Quel fut l’effet politique de ces mesures ? À peu
près nul selon les déclarations ultérieures
de membres de l’UGT et de la CNT48. Et dans la pratique, il
n’y eut pas d’approfondissement économique entre
les différents organismes autogestionnaires et entre ceux-ci
et la Généralité de Catalogne.
II. LE CLUEA
Les oranges. Le marché d’exportation d’agrumes
subissait comme les autres branches, les effets de la crise mondiale.
De plus, les oranges de Palestine et d’Afrique du Nord et
du Sud, achetées par l’Angleterre et la France, constituaient
déjà une menace pour le marché espagnol. C’est
pourquoi il y eut une diminution graduelle des ventes et de la production
des oranges (en milliers de quintaux) : 1930 : 11.963 ; 1931 : 12.042
; 1932 : 11.710 ; 1933 : 9.672 ; 1934 : 9.098.
La presque totalité de la production était exportée
et donnait une quantité importante de devises : 90 % d’une
récolte était exportée et rapportait 320 millions
de pesetas-or. Durant la campagne 1933-34, le même taux d’exportation
rapporta 180 millions. Selon la Direction générale
des douanes, la moyenne des rentrées en millions de pesetas-or
pour la période 1931-35 fut de 150, ce qui représentait
21,07 % des exportations totales
Les principaux acheteurs pour la période 1931-35 étaient
: l’Angleterre 30%, la France 25%, et l’Allemagne 20
%, le total des exportations se montant à 75% . Les exportations
se faisaient par l’intermédiaire de négociants
locaux qui versaient des avances aux propriétaires d’orangers
et les payaient par la suite selon les prix internationaux. En fait,
ils agissaient comme des caciques, exploitant les propriétaires.
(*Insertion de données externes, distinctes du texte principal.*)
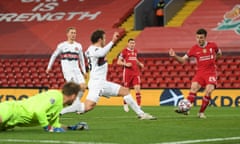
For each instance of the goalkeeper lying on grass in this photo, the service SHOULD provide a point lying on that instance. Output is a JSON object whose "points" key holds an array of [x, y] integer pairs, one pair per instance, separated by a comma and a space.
{"points": [[42, 109]]}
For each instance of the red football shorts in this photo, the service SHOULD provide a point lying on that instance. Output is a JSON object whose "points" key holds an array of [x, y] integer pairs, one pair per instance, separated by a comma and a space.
{"points": [[205, 78], [131, 80]]}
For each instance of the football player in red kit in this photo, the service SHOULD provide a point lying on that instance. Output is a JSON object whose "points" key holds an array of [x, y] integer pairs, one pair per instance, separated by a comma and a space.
{"points": [[205, 54], [131, 74]]}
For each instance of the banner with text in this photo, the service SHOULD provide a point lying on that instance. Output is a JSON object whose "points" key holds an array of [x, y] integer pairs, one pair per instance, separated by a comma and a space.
{"points": [[150, 97]]}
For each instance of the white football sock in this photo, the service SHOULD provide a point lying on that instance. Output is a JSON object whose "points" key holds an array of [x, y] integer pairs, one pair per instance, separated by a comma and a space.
{"points": [[130, 101]]}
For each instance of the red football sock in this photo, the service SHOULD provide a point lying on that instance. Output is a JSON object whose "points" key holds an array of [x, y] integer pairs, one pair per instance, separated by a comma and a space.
{"points": [[138, 98], [191, 97], [205, 102]]}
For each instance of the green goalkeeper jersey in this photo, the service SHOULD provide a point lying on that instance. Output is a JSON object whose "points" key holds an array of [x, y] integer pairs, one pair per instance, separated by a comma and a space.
{"points": [[42, 109]]}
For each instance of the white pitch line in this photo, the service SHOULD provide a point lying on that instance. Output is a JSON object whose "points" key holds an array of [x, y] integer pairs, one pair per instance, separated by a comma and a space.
{"points": [[49, 141], [201, 140]]}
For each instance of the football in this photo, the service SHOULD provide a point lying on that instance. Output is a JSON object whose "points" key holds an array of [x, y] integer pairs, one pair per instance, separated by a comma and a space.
{"points": [[184, 105]]}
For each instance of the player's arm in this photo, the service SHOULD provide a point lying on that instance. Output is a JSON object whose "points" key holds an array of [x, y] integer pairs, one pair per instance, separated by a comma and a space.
{"points": [[82, 62], [180, 59], [53, 57], [103, 51], [140, 64], [219, 54]]}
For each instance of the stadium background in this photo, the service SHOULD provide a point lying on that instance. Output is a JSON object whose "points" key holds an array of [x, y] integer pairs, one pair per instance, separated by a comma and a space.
{"points": [[30, 30]]}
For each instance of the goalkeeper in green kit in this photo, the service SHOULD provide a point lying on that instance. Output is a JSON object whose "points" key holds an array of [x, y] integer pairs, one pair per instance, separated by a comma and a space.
{"points": [[42, 109]]}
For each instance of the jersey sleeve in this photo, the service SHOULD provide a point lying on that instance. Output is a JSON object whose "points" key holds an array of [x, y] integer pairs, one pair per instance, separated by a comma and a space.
{"points": [[82, 60], [55, 54], [102, 52]]}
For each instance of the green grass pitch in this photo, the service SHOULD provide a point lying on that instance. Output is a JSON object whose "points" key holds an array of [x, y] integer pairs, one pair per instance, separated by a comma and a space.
{"points": [[111, 125]]}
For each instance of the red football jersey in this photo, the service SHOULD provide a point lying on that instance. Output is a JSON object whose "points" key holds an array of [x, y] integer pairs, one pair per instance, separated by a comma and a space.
{"points": [[130, 56], [205, 57]]}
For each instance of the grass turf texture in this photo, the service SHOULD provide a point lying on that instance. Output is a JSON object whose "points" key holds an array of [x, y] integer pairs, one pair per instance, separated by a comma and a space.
{"points": [[110, 124]]}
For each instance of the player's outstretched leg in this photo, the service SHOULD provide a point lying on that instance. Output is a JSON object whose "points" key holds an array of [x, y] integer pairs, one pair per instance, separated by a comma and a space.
{"points": [[141, 114]]}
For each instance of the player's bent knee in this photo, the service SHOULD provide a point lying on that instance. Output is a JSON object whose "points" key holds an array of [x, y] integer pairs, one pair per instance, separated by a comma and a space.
{"points": [[123, 91]]}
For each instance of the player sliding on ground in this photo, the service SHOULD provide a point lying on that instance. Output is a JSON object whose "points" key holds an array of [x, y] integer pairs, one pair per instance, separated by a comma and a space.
{"points": [[98, 85], [205, 54], [42, 109]]}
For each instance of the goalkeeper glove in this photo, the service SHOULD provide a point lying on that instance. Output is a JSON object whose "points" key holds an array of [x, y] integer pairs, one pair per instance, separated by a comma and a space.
{"points": [[79, 126], [51, 129]]}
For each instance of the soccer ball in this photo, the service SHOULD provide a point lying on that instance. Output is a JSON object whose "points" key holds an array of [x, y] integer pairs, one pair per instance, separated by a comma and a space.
{"points": [[184, 105]]}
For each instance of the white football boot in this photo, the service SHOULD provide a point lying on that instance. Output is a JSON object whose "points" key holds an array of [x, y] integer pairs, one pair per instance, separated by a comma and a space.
{"points": [[201, 115], [125, 108], [146, 116]]}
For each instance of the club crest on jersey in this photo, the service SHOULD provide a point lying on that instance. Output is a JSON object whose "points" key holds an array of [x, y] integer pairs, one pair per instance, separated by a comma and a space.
{"points": [[76, 48], [52, 100], [204, 51]]}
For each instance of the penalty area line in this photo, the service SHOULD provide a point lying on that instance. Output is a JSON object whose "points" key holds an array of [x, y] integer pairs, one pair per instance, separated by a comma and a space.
{"points": [[48, 141], [201, 140]]}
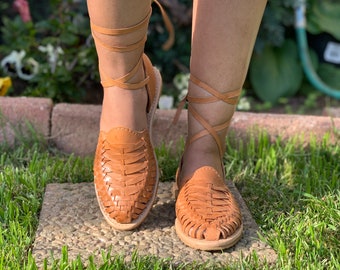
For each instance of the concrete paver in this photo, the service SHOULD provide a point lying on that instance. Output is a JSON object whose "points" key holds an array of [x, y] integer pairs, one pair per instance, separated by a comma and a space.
{"points": [[71, 216]]}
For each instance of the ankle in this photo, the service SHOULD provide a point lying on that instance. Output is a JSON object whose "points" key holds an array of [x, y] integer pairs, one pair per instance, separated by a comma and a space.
{"points": [[199, 154], [124, 108]]}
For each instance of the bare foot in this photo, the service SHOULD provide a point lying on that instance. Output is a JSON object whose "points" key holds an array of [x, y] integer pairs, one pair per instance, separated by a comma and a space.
{"points": [[124, 108]]}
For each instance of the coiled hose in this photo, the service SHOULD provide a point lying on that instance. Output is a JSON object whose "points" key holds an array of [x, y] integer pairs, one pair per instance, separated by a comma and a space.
{"points": [[312, 76]]}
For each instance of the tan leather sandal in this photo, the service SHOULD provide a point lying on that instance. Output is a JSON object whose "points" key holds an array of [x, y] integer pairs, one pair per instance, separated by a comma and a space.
{"points": [[125, 166], [207, 215]]}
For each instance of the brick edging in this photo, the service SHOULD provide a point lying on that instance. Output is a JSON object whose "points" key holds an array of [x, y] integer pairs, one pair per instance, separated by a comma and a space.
{"points": [[73, 128]]}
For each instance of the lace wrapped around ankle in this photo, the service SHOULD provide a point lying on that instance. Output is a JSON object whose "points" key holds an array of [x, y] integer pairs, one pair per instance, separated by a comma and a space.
{"points": [[207, 215]]}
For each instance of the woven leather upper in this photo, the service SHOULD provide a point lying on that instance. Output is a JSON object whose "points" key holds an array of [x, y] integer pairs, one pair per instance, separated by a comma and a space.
{"points": [[205, 207], [125, 173]]}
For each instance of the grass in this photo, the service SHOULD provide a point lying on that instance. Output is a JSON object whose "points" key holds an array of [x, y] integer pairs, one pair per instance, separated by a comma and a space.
{"points": [[292, 191]]}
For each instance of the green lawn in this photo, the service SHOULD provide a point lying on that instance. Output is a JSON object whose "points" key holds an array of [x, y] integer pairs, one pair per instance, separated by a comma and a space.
{"points": [[293, 193]]}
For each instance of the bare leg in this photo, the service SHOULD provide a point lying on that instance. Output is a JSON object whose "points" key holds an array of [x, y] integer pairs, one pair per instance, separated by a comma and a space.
{"points": [[223, 37], [121, 108]]}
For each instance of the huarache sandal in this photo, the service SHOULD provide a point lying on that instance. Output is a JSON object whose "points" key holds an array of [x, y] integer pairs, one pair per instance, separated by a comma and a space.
{"points": [[125, 166], [207, 215]]}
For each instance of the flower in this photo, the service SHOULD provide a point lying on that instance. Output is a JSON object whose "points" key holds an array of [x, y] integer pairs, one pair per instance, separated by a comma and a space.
{"points": [[23, 8], [243, 104], [14, 63], [5, 84], [166, 102], [52, 55]]}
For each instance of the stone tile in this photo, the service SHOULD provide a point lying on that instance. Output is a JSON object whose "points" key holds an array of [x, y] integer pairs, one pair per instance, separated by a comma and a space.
{"points": [[71, 217], [18, 113]]}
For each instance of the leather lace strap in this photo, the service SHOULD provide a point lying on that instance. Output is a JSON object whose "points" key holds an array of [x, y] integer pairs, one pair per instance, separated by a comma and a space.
{"points": [[122, 82], [230, 97]]}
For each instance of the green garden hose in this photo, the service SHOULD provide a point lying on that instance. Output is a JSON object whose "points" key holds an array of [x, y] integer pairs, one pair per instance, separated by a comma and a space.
{"points": [[312, 76]]}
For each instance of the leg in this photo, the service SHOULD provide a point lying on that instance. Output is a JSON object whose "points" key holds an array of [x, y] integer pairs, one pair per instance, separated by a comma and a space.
{"points": [[224, 32], [125, 166], [223, 37], [121, 107]]}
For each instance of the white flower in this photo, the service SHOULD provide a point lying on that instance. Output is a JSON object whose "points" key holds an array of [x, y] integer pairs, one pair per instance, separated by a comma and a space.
{"points": [[166, 102], [183, 94], [29, 69], [52, 55], [15, 63], [243, 104]]}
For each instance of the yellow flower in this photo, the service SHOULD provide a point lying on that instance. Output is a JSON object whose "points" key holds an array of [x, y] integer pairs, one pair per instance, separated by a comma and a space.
{"points": [[5, 84]]}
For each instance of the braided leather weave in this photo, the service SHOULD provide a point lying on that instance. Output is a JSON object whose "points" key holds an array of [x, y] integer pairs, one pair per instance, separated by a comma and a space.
{"points": [[205, 207], [125, 174]]}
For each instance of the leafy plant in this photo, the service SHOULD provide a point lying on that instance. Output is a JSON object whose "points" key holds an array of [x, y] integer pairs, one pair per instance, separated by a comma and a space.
{"points": [[60, 47], [324, 16], [276, 72]]}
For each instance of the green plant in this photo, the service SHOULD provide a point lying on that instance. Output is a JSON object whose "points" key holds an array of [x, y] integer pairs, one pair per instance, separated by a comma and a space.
{"points": [[323, 16], [51, 58], [276, 72]]}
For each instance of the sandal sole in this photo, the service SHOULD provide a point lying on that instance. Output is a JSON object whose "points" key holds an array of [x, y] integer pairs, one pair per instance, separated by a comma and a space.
{"points": [[150, 116], [208, 245]]}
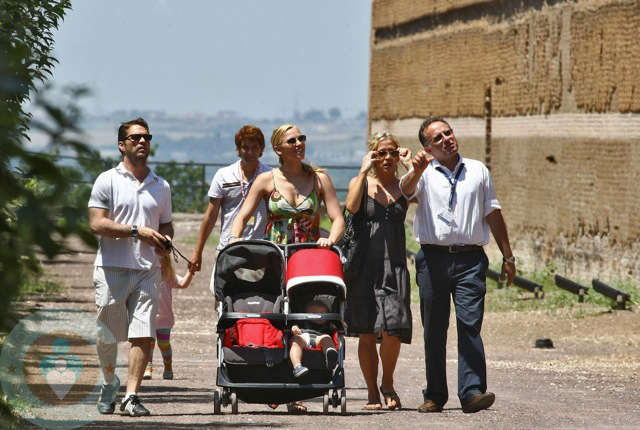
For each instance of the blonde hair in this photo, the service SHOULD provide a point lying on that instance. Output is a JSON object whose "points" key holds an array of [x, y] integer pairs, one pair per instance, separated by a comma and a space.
{"points": [[168, 273], [276, 140], [376, 140]]}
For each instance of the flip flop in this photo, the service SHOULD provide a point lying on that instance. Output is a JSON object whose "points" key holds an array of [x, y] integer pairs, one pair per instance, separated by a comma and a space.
{"points": [[296, 408], [391, 395]]}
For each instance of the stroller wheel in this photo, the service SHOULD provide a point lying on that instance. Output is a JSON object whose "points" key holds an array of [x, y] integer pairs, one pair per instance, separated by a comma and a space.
{"points": [[216, 402], [234, 403]]}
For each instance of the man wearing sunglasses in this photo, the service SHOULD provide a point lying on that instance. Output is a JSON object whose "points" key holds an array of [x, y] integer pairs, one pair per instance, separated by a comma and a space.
{"points": [[457, 206], [130, 209]]}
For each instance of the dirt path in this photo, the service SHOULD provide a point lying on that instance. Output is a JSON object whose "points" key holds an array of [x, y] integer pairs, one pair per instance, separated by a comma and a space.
{"points": [[590, 379]]}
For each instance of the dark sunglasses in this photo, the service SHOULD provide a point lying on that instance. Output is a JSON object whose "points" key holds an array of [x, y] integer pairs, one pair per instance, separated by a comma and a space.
{"points": [[446, 133], [137, 137], [383, 153], [302, 139]]}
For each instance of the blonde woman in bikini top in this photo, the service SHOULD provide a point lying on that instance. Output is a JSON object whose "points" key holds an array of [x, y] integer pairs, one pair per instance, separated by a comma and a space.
{"points": [[293, 193]]}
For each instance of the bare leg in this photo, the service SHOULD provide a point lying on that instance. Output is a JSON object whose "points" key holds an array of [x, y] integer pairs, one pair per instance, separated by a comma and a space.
{"points": [[368, 357], [107, 353], [295, 353], [325, 342], [389, 352], [138, 358]]}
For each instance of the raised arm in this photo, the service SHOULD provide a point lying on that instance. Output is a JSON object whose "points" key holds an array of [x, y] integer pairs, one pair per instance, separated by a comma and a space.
{"points": [[262, 186], [208, 222], [410, 181], [499, 231], [101, 225], [333, 210], [356, 185]]}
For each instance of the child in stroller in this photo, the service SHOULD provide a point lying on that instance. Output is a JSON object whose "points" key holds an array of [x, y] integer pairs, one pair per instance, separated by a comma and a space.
{"points": [[310, 334]]}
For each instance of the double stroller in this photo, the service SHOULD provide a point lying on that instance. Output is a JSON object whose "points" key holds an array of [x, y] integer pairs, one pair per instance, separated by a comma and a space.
{"points": [[262, 291]]}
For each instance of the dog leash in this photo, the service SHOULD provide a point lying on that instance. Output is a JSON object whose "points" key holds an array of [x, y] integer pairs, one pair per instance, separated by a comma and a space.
{"points": [[174, 250]]}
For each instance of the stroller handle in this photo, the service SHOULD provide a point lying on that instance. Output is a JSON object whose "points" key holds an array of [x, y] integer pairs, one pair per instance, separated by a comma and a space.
{"points": [[293, 247]]}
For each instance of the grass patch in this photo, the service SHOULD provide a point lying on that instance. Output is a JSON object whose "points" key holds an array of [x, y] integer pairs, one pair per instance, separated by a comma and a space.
{"points": [[555, 300], [35, 284]]}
Au début de la campagne d’oranges 1936-37 (approximativement
d’octobre 36 à mai 37), du fait que la guerre continuait
et se présentait comme devant être longue, les républicains
et les syndicalistes pensèrent à cette source de devises.
Ainsi, en septembre, le plénum régional de paysans
CNT décida d’organiser des commissions d’exportation.
Le même mois, 1’UGT et la CNT constituaient les : CLUEF
(Comités Locales Unificados de la Exportación de Frutas)
et surtout le CLUEA (Comité Levantino Unificado de Exportación
de Agrios). Ces organismes se proposaient de supprimer les intermédiaires
et de mettre au point les expéditions afin d’améliorer
la situation des producteurs. Le CLUEA signalait au gouvernement
la nécessité d’exportations unifiées
pour résister à la concurrence et pour rechercher
de nouveaux marchés remplaçant ceux d’Allemagne.
Le CLUEA espérait obtenir l’exclusivité des
exportations et l’appui financier du gouvernement, mais cela
lui fut refusé en octobre.
Madrid ne négligeait cependant pas le problème et,
les 2, 20 et 25 novembre, prenait des mesures pour limiter les avances
données aux paysans par les organismes d’exportation,
et pour autoriser la formation de coopératives ayant les
mêmes privilèges que les syndicats agricoles.
Cette dernière mesure était destinée à
la Fédération provinciale de paysans, fondée
récemment, et qui réunissait les ex-membres des syndicats
agricoles catholiques et les adversaires du CLUEA. Elle était
l’œuvre du Parti communiste et du ministre de l’Agriculture,
Vicente Uribe, membre du comité central du PC.
Les chocs et la confusion étaient inévitables, comme
cela arrive chaque fois qu’il y a des organismes différents
pour une même fonction. Une fois de plus, l’antagonisme
politique tournait au désavantage du secteur républicain.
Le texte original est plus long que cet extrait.